🤖 AI Summary
This work addresses the challenge of aligning user intent with the dynamically evolving semantics of vast tool sets in open-world scenarios, where existing methods suffer from limited generalization and suboptimal tool retrieval and execution performance. To overcome these limitations, we propose ToolOmni, a unified agent framework that endows large language models with open-world tool-use capabilities through a closed-loop reasoning process integrating active retrieval and embodied execution. We innovatively construct a cold-start multi-turn interaction dataset and introduce a decoupled multi-objective GRPO algorithm to jointly optimize retrieval accuracy and execution effectiveness in an online manner. Experimental results demonstrate that ToolOmni achieves state-of-the-art performance, surpassing strong baselines by 10.8% in end-to-end execution success rate.
📝 Abstract
Large Language Models (LLMs) enhance their problem-solving capability by utilizing external tools.

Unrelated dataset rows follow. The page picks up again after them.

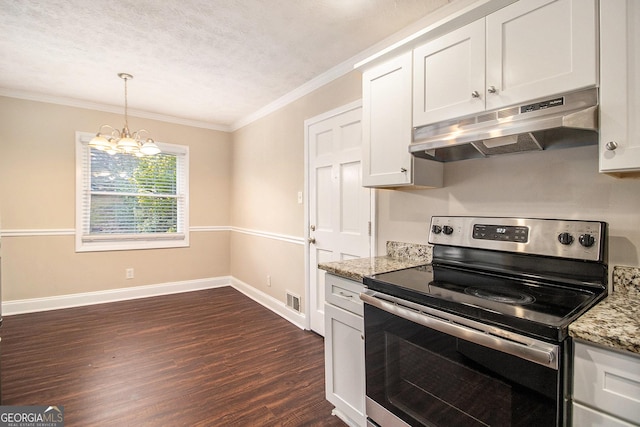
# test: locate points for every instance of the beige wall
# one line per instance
(37, 192)
(268, 172)
(249, 180)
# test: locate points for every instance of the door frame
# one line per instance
(372, 239)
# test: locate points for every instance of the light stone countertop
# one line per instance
(399, 256)
(615, 321)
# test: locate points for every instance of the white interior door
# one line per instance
(339, 209)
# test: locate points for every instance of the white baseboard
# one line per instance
(270, 302)
(112, 295)
(33, 305)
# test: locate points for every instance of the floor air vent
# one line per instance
(293, 301)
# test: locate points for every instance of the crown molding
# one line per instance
(78, 103)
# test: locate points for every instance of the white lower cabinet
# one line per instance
(344, 350)
(606, 387)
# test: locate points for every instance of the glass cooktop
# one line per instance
(541, 308)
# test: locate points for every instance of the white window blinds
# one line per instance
(129, 202)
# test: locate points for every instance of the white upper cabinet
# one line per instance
(619, 86)
(540, 47)
(524, 51)
(386, 129)
(449, 75)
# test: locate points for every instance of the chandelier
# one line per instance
(124, 141)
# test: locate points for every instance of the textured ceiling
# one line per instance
(211, 61)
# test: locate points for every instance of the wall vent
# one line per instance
(293, 301)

However, in open-world scenarios with massive and evolving tool repositories, existing methods relying on static embedding retrieval or parameter memorization of tools struggle to align user intent with tool semantics or generalize to unseen tools, respectively, leading to suboptimal accuracy of open-world tool retrieval and execution. To address these, we present ToolOmni, a unified agentic framework that enables LLMs for open-world tool use by proactive retrieval and grounded execution within a reasoning loop. First, we construct a cold-start multi-turn interaction dataset to instill foundational agentic capabilities via Supervised Fine-Tuning (SFT). Then, we introduce open-world tool learning based on a Decoupled Multi-Objective GRPO algorithm, which simultaneously optimizes LLMs for both tool retrieval accuracy and execution efficacy in online environments. Extensive experiments demonstrate that ToolOmni achieves state-of-the-art performance both in retrieval and execution, surpassing strong baselines by a significant margin of +10.8% in end-to-end execution success rate, while exhibiting exceptional robustness and generalization capabilities.